That same basic scenario is cropping up more frequently lately, and not just in the Middle East, where conspiracy theories abound. According to a U.S. defense contractor who spoke on condition of anonymity, a ”European chip maker” recently built into its microprocessors a kill switch that could be accessed remotely. French defense contractors have used the chips in military equipment, the contractor told IEEE Spectrum. If in the future the equipment fell into hostile hands, ”the French wanted a way to disable that circuit,” he said. Spectrum could not confirm this account independently, but spirited discussion about it among researchers and another defense contractor last summer at a military research conference reveals a lot about the fever dreams plaguing the U.S. Department of Defense (DOD).
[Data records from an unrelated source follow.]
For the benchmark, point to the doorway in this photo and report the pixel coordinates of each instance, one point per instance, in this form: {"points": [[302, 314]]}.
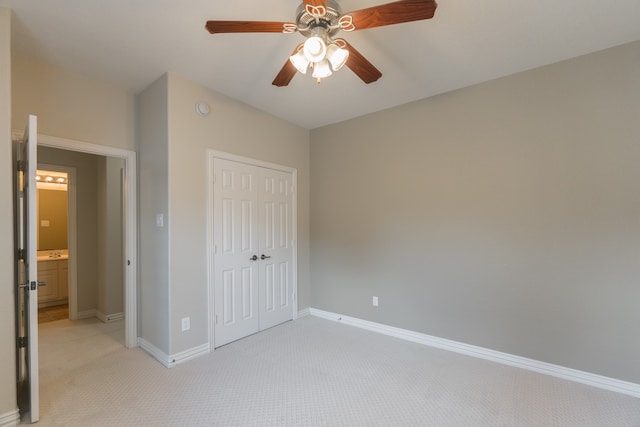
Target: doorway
{"points": [[129, 231], [56, 221]]}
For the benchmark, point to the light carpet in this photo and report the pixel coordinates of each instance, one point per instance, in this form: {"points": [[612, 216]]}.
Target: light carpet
{"points": [[309, 372]]}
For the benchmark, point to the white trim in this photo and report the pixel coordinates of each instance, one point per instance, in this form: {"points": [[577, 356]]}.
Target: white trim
{"points": [[10, 419], [109, 318], [87, 314], [304, 312], [154, 351], [131, 248], [214, 154], [570, 374], [176, 359]]}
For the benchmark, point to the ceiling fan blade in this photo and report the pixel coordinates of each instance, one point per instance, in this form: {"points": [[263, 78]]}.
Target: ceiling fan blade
{"points": [[287, 72], [217, 27], [393, 13], [357, 63], [315, 3]]}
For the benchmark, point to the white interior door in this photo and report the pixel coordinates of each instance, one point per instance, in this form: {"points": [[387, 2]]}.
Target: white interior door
{"points": [[236, 251], [276, 250], [26, 274], [253, 234]]}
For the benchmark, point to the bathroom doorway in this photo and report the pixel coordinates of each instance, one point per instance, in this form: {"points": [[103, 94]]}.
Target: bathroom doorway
{"points": [[56, 226], [94, 250], [100, 172]]}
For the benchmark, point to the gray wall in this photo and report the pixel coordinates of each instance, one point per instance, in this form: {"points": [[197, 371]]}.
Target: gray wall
{"points": [[8, 403], [110, 257], [504, 215]]}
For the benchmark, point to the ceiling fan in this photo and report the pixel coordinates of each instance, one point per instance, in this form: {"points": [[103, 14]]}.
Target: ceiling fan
{"points": [[319, 21]]}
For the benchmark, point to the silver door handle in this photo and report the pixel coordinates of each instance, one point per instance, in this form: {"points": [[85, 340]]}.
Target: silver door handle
{"points": [[32, 285]]}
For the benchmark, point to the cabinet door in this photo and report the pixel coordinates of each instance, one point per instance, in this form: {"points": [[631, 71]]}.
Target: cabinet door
{"points": [[48, 273], [63, 273]]}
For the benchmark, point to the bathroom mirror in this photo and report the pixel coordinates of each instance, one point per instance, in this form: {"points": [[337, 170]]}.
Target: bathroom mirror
{"points": [[52, 210]]}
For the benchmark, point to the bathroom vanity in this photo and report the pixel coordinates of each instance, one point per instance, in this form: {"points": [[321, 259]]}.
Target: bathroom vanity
{"points": [[53, 270]]}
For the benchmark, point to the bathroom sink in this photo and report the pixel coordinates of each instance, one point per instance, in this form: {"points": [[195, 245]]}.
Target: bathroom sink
{"points": [[53, 255]]}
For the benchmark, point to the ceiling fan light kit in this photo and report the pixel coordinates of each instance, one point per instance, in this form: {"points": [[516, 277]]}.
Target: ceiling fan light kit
{"points": [[319, 21]]}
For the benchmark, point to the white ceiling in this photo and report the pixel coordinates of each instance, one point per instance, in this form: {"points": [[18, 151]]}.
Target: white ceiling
{"points": [[130, 43]]}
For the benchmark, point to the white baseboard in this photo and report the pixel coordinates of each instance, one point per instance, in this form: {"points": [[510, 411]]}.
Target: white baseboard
{"points": [[170, 361], [582, 377], [108, 318], [304, 312], [10, 419], [87, 314]]}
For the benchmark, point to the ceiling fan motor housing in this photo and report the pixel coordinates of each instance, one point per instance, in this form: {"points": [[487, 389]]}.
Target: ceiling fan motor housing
{"points": [[306, 22]]}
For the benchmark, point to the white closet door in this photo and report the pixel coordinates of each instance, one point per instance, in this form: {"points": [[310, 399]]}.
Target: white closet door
{"points": [[276, 252], [253, 250], [236, 274]]}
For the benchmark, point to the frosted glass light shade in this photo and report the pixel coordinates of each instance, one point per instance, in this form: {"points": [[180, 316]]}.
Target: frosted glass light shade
{"points": [[300, 61], [315, 49], [321, 69], [337, 56]]}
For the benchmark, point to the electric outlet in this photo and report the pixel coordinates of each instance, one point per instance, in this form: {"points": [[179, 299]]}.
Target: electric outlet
{"points": [[186, 323]]}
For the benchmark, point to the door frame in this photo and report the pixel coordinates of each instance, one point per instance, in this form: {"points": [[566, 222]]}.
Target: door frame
{"points": [[214, 154], [130, 220]]}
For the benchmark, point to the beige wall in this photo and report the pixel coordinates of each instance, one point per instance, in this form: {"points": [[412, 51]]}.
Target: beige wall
{"points": [[231, 127], [8, 403], [178, 190], [72, 106], [153, 199], [504, 215]]}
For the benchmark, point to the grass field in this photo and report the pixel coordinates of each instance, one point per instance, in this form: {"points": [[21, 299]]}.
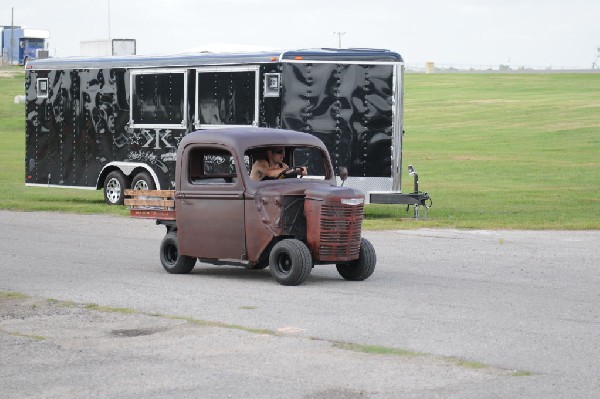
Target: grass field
{"points": [[516, 151]]}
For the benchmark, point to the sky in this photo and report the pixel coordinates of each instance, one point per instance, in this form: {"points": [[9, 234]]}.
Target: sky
{"points": [[462, 33]]}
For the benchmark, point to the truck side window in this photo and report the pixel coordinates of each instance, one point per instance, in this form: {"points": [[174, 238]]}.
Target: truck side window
{"points": [[211, 166]]}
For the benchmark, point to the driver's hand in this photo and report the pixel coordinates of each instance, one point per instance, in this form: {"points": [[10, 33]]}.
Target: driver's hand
{"points": [[302, 170]]}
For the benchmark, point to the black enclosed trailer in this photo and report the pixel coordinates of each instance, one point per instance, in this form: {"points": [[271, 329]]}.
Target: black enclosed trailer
{"points": [[115, 122]]}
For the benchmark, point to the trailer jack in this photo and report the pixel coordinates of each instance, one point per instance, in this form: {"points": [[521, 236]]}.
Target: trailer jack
{"points": [[417, 198]]}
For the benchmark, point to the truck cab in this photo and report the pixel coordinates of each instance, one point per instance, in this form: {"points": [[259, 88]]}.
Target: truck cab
{"points": [[290, 223]]}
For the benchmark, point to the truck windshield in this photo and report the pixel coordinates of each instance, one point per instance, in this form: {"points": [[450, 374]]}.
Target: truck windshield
{"points": [[269, 162]]}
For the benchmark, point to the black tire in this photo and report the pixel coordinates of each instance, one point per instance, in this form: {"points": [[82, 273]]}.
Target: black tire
{"points": [[143, 181], [290, 262], [172, 261], [114, 188], [363, 267]]}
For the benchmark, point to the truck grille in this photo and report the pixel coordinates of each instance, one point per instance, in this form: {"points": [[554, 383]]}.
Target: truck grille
{"points": [[340, 232]]}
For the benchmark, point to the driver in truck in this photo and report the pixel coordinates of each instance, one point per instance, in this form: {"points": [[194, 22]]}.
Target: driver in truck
{"points": [[273, 167]]}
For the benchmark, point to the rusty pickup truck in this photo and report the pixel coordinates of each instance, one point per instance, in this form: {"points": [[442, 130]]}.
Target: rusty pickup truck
{"points": [[221, 213]]}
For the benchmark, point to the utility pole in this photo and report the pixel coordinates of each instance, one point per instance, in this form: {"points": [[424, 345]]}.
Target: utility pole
{"points": [[12, 33], [340, 34], [109, 19]]}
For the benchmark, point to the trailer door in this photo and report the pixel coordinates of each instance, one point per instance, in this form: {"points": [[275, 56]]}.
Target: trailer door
{"points": [[227, 96]]}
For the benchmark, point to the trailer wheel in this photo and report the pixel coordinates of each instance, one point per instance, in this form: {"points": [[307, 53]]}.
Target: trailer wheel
{"points": [[143, 181], [290, 262], [114, 188], [172, 261], [361, 268]]}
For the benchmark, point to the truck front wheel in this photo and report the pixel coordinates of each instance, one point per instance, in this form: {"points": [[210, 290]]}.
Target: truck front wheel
{"points": [[171, 259], [290, 262], [361, 268]]}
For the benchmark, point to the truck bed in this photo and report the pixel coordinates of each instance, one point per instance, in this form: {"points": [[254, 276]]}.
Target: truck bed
{"points": [[151, 204]]}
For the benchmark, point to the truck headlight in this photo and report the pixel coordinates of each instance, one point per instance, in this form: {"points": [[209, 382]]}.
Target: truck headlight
{"points": [[353, 201]]}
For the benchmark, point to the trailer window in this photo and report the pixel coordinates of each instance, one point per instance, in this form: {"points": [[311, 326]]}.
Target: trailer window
{"points": [[211, 166], [42, 88], [158, 98], [227, 96]]}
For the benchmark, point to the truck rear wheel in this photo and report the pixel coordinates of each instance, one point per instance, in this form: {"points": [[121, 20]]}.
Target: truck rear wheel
{"points": [[114, 188], [361, 268], [171, 259], [290, 262]]}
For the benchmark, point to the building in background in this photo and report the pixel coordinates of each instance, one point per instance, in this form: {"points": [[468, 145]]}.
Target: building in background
{"points": [[20, 45], [98, 48]]}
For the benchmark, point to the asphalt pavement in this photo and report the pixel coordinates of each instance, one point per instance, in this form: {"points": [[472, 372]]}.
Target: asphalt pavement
{"points": [[456, 313]]}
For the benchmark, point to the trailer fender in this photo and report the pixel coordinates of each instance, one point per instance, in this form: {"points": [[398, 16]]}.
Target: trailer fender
{"points": [[128, 169]]}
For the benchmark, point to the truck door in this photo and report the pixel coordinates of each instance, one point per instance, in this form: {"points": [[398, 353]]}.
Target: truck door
{"points": [[227, 96], [210, 205]]}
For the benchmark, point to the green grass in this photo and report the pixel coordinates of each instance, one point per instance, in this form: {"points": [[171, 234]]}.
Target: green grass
{"points": [[502, 151], [514, 151]]}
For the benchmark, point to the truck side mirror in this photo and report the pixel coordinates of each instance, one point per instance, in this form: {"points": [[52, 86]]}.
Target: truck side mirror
{"points": [[343, 174]]}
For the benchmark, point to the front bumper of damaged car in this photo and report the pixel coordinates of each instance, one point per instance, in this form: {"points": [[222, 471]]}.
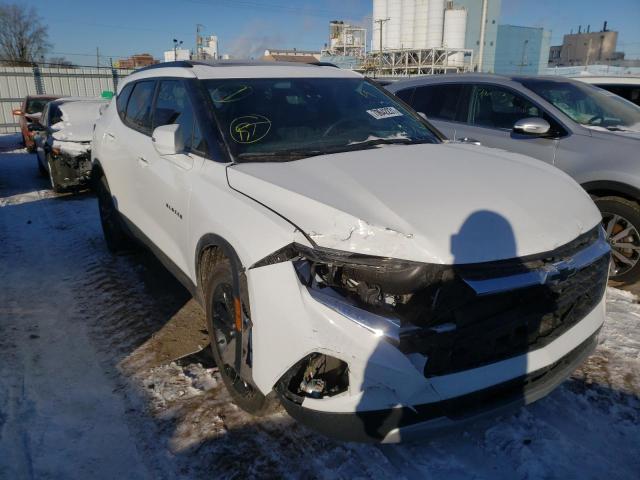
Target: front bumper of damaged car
{"points": [[390, 394]]}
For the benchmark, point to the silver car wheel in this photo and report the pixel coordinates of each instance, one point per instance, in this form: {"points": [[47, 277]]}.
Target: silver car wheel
{"points": [[625, 243]]}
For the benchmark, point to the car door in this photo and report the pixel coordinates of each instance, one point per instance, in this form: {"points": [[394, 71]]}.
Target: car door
{"points": [[165, 183], [444, 105], [494, 109]]}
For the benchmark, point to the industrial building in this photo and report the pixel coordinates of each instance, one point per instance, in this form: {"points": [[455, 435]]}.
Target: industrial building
{"points": [[521, 50], [209, 48], [414, 37], [177, 54], [136, 61], [586, 47], [450, 30]]}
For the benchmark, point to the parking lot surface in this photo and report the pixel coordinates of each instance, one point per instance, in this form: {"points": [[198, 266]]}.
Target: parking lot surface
{"points": [[100, 376]]}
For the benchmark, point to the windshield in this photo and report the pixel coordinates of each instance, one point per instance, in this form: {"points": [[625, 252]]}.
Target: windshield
{"points": [[587, 105], [36, 105], [286, 119]]}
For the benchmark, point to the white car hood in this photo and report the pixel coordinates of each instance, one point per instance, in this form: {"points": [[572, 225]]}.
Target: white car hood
{"points": [[441, 203]]}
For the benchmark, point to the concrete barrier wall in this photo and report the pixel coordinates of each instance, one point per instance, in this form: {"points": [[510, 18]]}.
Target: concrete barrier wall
{"points": [[18, 82]]}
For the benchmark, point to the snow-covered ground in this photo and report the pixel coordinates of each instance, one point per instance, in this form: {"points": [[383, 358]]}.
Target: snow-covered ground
{"points": [[98, 377]]}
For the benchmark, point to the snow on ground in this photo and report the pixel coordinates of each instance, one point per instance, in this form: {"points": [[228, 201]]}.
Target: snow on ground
{"points": [[99, 377]]}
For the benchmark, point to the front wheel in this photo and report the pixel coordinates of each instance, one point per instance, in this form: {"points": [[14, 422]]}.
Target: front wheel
{"points": [[621, 221], [224, 326], [53, 174], [115, 234]]}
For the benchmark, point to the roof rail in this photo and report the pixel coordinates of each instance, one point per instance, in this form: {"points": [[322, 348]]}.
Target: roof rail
{"points": [[176, 64]]}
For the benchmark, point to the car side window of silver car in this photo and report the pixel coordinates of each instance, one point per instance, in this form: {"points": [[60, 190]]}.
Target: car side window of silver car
{"points": [[138, 114], [447, 102], [496, 107]]}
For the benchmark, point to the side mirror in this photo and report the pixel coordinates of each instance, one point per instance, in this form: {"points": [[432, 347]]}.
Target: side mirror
{"points": [[534, 126], [168, 139]]}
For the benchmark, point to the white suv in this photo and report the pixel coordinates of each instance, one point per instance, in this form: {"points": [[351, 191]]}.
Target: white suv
{"points": [[374, 279]]}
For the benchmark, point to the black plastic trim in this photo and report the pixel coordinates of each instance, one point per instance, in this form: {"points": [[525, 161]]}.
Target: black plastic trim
{"points": [[176, 271], [612, 186]]}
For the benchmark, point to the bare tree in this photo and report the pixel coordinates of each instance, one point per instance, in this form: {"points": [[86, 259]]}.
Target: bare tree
{"points": [[23, 38], [59, 62]]}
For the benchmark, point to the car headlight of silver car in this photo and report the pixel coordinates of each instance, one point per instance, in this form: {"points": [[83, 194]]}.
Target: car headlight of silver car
{"points": [[384, 295]]}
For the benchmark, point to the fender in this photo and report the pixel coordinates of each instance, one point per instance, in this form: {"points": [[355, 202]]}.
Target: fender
{"points": [[613, 187], [213, 240]]}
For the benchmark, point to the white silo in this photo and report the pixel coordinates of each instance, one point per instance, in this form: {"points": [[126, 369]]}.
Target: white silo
{"points": [[455, 27], [394, 25], [420, 24], [408, 16], [379, 13], [435, 22]]}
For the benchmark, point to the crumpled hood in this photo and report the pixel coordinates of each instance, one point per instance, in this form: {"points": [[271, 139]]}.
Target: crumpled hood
{"points": [[440, 203]]}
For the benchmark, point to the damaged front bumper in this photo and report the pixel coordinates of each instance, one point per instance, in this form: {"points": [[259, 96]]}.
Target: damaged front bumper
{"points": [[486, 348]]}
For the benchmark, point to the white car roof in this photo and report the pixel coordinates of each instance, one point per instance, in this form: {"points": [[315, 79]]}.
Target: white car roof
{"points": [[239, 70], [604, 80]]}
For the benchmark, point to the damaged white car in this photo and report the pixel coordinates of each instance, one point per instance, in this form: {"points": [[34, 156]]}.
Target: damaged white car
{"points": [[376, 280], [63, 140]]}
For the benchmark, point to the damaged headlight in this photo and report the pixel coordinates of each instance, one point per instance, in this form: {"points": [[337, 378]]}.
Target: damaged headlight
{"points": [[384, 295]]}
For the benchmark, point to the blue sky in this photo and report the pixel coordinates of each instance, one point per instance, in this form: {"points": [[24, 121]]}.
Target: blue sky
{"points": [[246, 27]]}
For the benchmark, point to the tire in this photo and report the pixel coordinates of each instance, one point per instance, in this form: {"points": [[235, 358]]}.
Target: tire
{"points": [[41, 169], [115, 234], [220, 321], [53, 175], [619, 216]]}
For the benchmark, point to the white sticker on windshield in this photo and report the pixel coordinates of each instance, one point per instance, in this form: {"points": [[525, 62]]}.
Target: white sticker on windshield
{"points": [[384, 112]]}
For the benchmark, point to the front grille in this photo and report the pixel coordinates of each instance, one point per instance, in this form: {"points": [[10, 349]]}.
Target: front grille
{"points": [[471, 330]]}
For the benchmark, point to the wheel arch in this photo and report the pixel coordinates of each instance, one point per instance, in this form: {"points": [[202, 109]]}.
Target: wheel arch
{"points": [[209, 249]]}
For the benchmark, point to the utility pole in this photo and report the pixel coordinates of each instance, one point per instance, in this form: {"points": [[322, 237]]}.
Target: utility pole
{"points": [[198, 40], [483, 25], [381, 22], [586, 64]]}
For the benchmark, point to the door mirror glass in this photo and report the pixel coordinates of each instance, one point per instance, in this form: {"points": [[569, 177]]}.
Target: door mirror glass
{"points": [[168, 139], [532, 126]]}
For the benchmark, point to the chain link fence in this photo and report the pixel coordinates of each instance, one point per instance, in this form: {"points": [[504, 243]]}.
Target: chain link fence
{"points": [[18, 82]]}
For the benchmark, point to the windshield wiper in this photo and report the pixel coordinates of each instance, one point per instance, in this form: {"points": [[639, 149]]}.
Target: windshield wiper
{"points": [[289, 155], [281, 156]]}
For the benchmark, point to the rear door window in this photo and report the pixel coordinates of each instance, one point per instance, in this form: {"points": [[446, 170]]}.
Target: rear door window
{"points": [[406, 95], [138, 110], [173, 107], [121, 100], [497, 107], [443, 102]]}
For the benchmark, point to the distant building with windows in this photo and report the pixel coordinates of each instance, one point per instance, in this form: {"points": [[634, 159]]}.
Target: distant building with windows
{"points": [[521, 50], [136, 61], [177, 55], [472, 37], [587, 48]]}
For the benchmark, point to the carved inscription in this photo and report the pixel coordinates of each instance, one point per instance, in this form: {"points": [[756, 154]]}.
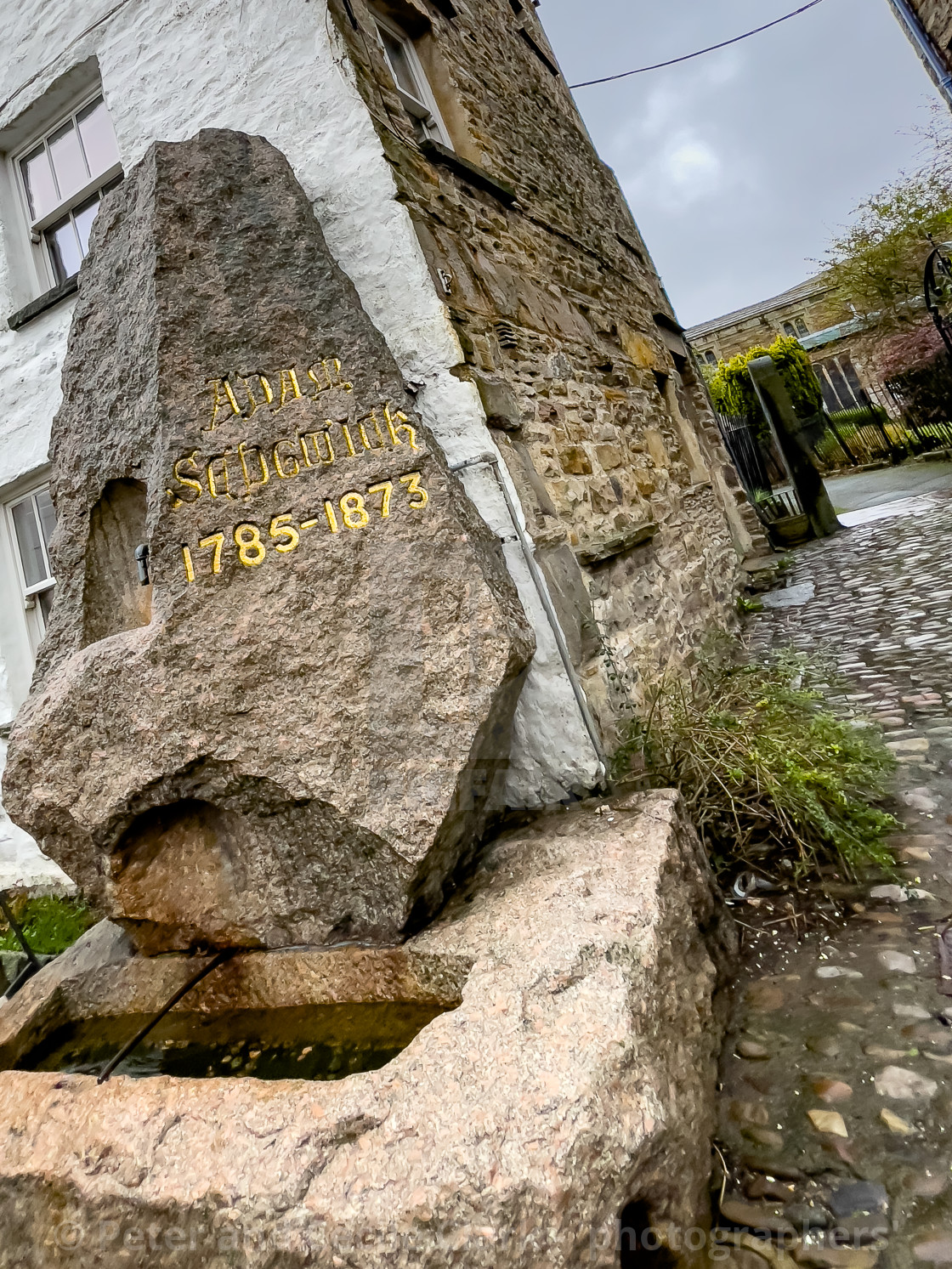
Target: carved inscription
{"points": [[252, 543], [262, 391], [239, 471]]}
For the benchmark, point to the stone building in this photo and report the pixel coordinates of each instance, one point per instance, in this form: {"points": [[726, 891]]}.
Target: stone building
{"points": [[458, 190], [838, 350], [928, 25]]}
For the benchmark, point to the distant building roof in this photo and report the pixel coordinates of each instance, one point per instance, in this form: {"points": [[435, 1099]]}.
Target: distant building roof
{"points": [[805, 291]]}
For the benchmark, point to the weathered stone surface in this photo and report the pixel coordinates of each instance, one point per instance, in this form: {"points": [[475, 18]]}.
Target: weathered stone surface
{"points": [[298, 744], [575, 1075]]}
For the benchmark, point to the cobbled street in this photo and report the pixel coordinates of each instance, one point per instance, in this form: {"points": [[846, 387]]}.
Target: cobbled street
{"points": [[836, 1094]]}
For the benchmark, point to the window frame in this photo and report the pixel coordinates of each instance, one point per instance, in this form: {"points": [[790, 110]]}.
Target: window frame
{"points": [[30, 594], [37, 229], [426, 110]]}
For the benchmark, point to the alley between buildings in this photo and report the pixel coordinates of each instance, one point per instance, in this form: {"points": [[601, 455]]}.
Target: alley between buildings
{"points": [[836, 1086]]}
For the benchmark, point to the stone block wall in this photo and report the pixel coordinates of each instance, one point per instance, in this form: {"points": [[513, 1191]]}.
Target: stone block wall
{"points": [[565, 329], [936, 17]]}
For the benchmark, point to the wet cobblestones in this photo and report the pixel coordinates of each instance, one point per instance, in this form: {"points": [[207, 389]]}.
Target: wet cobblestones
{"points": [[838, 1071]]}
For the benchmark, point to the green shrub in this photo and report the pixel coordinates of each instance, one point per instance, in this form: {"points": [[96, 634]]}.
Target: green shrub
{"points": [[733, 393], [49, 924], [764, 769]]}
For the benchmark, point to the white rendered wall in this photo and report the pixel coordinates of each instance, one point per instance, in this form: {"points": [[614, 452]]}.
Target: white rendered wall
{"points": [[275, 69]]}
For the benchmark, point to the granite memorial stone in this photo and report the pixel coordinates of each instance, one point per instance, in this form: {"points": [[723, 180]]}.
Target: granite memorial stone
{"points": [[293, 731]]}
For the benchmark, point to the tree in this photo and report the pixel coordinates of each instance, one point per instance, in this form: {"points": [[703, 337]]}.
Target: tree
{"points": [[876, 263], [733, 393]]}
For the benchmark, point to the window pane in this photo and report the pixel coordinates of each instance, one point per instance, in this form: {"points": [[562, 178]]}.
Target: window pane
{"points": [[64, 249], [38, 179], [48, 515], [84, 218], [69, 164], [400, 65], [25, 522], [98, 137]]}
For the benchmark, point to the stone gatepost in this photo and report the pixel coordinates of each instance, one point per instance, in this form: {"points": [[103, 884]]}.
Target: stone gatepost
{"points": [[794, 438], [293, 733]]}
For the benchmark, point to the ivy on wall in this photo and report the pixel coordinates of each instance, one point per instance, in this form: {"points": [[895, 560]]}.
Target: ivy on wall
{"points": [[733, 393]]}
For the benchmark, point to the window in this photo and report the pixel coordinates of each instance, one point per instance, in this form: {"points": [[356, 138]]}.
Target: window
{"points": [[33, 522], [62, 178], [411, 82]]}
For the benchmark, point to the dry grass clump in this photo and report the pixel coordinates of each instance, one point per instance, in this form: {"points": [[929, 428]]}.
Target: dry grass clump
{"points": [[767, 772]]}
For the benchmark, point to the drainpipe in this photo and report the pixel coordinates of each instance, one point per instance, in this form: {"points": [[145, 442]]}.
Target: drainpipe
{"points": [[542, 590], [919, 37]]}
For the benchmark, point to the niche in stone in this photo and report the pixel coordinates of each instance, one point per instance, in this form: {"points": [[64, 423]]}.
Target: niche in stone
{"points": [[113, 597], [178, 877]]}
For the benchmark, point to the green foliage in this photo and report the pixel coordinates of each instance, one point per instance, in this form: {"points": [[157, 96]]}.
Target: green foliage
{"points": [[733, 393], [876, 263], [49, 924], [766, 770]]}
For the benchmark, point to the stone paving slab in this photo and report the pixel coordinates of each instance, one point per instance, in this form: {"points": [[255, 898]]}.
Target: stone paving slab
{"points": [[839, 1068]]}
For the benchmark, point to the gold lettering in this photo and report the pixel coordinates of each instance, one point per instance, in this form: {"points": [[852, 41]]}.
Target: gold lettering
{"points": [[313, 438], [220, 401], [252, 403], [280, 527], [404, 425], [247, 540], [288, 458], [376, 428], [218, 541], [244, 450], [210, 473], [196, 485], [362, 434], [332, 377], [288, 386], [386, 489], [413, 486], [354, 512]]}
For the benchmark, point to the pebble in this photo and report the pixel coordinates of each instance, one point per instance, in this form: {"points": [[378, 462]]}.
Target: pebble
{"points": [[826, 1045], [766, 1137], [761, 1187], [895, 1124], [756, 1216], [831, 1091], [808, 1217], [938, 1251], [828, 1122], [858, 1197], [914, 1011], [913, 745], [751, 1051], [904, 1085], [894, 893], [898, 962], [836, 1258]]}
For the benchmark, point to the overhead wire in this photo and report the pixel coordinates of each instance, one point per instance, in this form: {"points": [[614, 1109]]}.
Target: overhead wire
{"points": [[687, 57]]}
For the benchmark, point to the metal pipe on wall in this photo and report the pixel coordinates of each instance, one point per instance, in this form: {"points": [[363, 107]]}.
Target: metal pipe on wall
{"points": [[921, 38]]}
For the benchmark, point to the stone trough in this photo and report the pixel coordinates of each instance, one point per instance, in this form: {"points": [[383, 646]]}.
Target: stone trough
{"points": [[565, 1068], [287, 748]]}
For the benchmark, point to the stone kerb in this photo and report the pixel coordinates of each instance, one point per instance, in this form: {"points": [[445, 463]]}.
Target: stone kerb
{"points": [[295, 731]]}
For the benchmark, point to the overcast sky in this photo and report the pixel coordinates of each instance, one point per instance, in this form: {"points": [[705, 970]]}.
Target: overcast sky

Feeding those dreams is the Pentagon’s realization that it no longer controls who manufactures the components that go into its increasingly complex systems. A single plane like the DOD’s next generation F-35 Joint Strike Fighter, can contain an ”insane number” of chips, says one semiconductor expert familiar with that aircraft’s design. Estimates from other sources put the total at several hundred to more than a thousand. And tracing a part back to its source is not always straightforward. The dwindling of domestic chip and electronics manufacturing in the United States, combined with the phenomenal growth of suppliers in countries like China, has only deepened the U.S. military’s concern.
Recognizing this enormous vulnerability, the DOD recently launched its most ambitious program yet to verify the integrity of the electronics that will underpin future additions to its arsenal. In December, the Defense Advanced Research Projects Agency (DARPA), the Pentagon’s R&D wing, released details about a three-year initiative it calls the Trust in Integrated Circuits program. The findings from the program could give the military–and defense contractors who make sensitive microelectronics like the weapons systems for the F-35–a guaranteed method of determining whether their chips have been compromised. In January, the Trust program started its prequalifying rounds by sending to three contractors four identical versions of a chip that contained unspecified malicious circuitry. The teams have until the end of this month to ferret out as many of the devious insertions as they can.
Vetting a chip with a hidden agenda can’t be all that tough, right? Wrong. Although commercial chip makers routinely and exhaustively test chips with hundreds of millions of logic gates, they can’t afford to inspect everything. So instead they focus on how well the chip performs specific functions. For a microprocessor destined for use in a cellphone, for instance, the chip maker will check to see whether all the phone’s various functions work. Any extraneous circuitry that doesn’t interfere with the chip’s normal functions won’t show up in these tests.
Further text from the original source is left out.